There’s been some long-awaited good news for International Business Machines (NYSE:IBM) stock of late. Its earnings have been better. The company’s acquisition of Red Hat closed last month. And International Business Machines stock has rallied, with the IBM stock price touching a 10-month high late last month.
But that rally came after IBM stock, in December, hit its lowest levels since the financial crisis.
And the long-term performance of IBM stock remains sharply disappointing. IBM stock price is down by one-third from its highs. Even with dividends, the owners of International Business Machines stock are down 10%+ over the past five years.
So IBM certainly isn’t out of the woods, particularly after a sharp pullback of IBM stock price in the last week. IBM has some good attributes, but even with Red Hat, its long-term issue remains.
Specifically, IBM simply needs to start driving consistent growth. Until that happens, IBM stock will likely be “dead money” or worse.
The Red Hat Deal
The acquisition of Red Hat, which closed on July 9, makes some sense for IBM. As the company detailed in an investor briefing on Friday, Red Hat fits in nicely with IBM’s existing product set.

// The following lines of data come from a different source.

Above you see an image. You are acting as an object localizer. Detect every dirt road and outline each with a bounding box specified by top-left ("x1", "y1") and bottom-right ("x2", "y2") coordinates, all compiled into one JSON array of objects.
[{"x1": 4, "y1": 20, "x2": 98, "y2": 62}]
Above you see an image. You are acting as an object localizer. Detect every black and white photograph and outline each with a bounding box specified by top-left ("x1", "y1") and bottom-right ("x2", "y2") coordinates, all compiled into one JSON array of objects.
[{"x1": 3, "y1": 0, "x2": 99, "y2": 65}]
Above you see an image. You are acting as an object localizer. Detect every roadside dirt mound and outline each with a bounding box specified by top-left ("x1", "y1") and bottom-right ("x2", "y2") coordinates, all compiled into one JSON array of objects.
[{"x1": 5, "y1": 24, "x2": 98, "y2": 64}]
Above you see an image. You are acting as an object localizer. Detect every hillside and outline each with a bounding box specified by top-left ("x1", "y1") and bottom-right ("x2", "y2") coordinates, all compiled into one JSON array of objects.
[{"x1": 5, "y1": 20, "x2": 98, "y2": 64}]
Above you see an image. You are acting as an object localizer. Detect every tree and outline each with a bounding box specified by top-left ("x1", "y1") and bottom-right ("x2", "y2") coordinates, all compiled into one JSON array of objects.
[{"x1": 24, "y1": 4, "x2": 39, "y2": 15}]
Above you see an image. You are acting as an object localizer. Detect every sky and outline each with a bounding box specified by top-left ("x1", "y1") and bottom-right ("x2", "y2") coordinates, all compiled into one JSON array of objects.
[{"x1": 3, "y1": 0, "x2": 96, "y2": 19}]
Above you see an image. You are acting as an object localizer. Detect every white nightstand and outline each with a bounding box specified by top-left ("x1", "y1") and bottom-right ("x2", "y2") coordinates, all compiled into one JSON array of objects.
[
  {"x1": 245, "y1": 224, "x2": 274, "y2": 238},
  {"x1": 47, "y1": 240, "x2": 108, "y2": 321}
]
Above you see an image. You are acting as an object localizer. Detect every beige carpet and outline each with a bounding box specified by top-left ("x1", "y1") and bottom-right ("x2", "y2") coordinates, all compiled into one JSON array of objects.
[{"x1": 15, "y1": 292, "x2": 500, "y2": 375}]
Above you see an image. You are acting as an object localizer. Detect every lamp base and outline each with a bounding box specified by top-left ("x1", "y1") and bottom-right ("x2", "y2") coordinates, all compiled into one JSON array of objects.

The tie-up creates a potential leader in the “hybrid cloud,” which marries the Linux open source operating system with IBM’s existing Public Cloud and OpenShift offerings. That combination ostensibly makes IBM a real competitor to the likes of Amazon.com (NASDAQ:AMZN) and Microsoft (NASDAQ:MSFT), who have tremendously grown their cloud businesses.
IBM can benefit from cross-selling by recruiting Red Hat’s customers to its hybrid cloud business and pushing Red Hat’s products to its existing customers. Strategically, the acquisition seems like a smart move.
But IBM paid a whopping $34 billion for Red Hat. The market wasn’t necessarily thrilled about that price: the IBM stock price actually fell on news of the deal. (To be fair, markets were tumbling in late October, when the deal was announced. It’s possible the reaction would have been different if the stock market had been in a more bullish phase.)
During Friday’s update, IBM didn’t exactly predict a massive earnings boost any time soon. Red Hat will lower the company’s 2019 earnings per share by an estimated $1.20, though about 90% of the hit won’t affect the company’s cash flow. But the interest on the debt required to fund the deal completely offsets its contribution to IBM’s cash flow.
In 2021, IBM is expecting Red Hat to raise its free cash flow by $1 billion. Given that IBM paid $34 billion for the company, it clearly needs consistent, steady growth from Red Hat going forward to justify the purchase price. At the least, right now, Red Hat’s performance alone doesn’t seem like enough to make the deal a game-changer for IBM or for International Business Machines stock.
How IBM Can Raise IBM Stock Price
Instead, for IBM’s performance to meaningfully rebound, its legacy business has to get back to growth. At least based on what we know, the Red Hat deal looks decent, but it was hardly a steal.
That characterization can change dramatically if Red Hat’s presence in the IBM portfolio can boost other areas of IBM’s business.
But those other areas continue to be a problem. IBM’s top line famously declined year-over-year for 23 consecutive quarters before its revenue rose YoY in the final quarter of 2017. But after two more quarters with positive top-line growth, the company has returned to its old ways: its revenue has declined YoY in each of the last four quarters, by an average of 3.6%.
That needs to change for IBM stock to even hold the gains it’s made this year (IBM stock price has climbed roughly 24% so far in 2019). And it’s going to be tough.
From a profit perspective, Watson, the company’s artificial intelligence venture, still seems like a disappointment. The mainframe business has boosted IBM recently, but IBM’s management admitted on its Q2 conference call that the mainframe upturn was coming to an end. New products will have to help on that front.
More broadly, IBM’s multi-year turnaround simply doesn’t appear to be all that successful yet. There’s been some progress, but IBM is posting declining sales at a time when many, if not most, of its end markets are growing. Red Hat alone can’t fix that problem.
The Case for IBM
With IBM stock price back at $140, it’s still tough to get too excited about International Business Machines stock. The recent decline has created a more favorable entry point. So does a 4.3% dividend yield – though IBM’s higher debt load post-Red Hat does raise the risk that the dividend will be lowered. (Don’t forget that seemingly safe dividend payers like Kraft Heinz (NASDAQ:KHC) and Anheuser-Busch InBev (NYSE:BUD) have made surprising dividend cuts after their recent acquisitions.)
An underlying change in IBM’s old businesses, maybe with some help from Red Hat, can change the trajectory of IBM stock. If IBM can become a real competitor in the cloud and use Red Hat to change its perception among customers and investors, IBM stock price can rise significantly.
But that “if” has been the case for most of this decade, and over the past ten years, the IBM stock price has gained a, total of 17%. Red Hat alone won’t change that, even if it can help around the margins.
As of this writing, Vince Martin has no positions in any securities mentioned.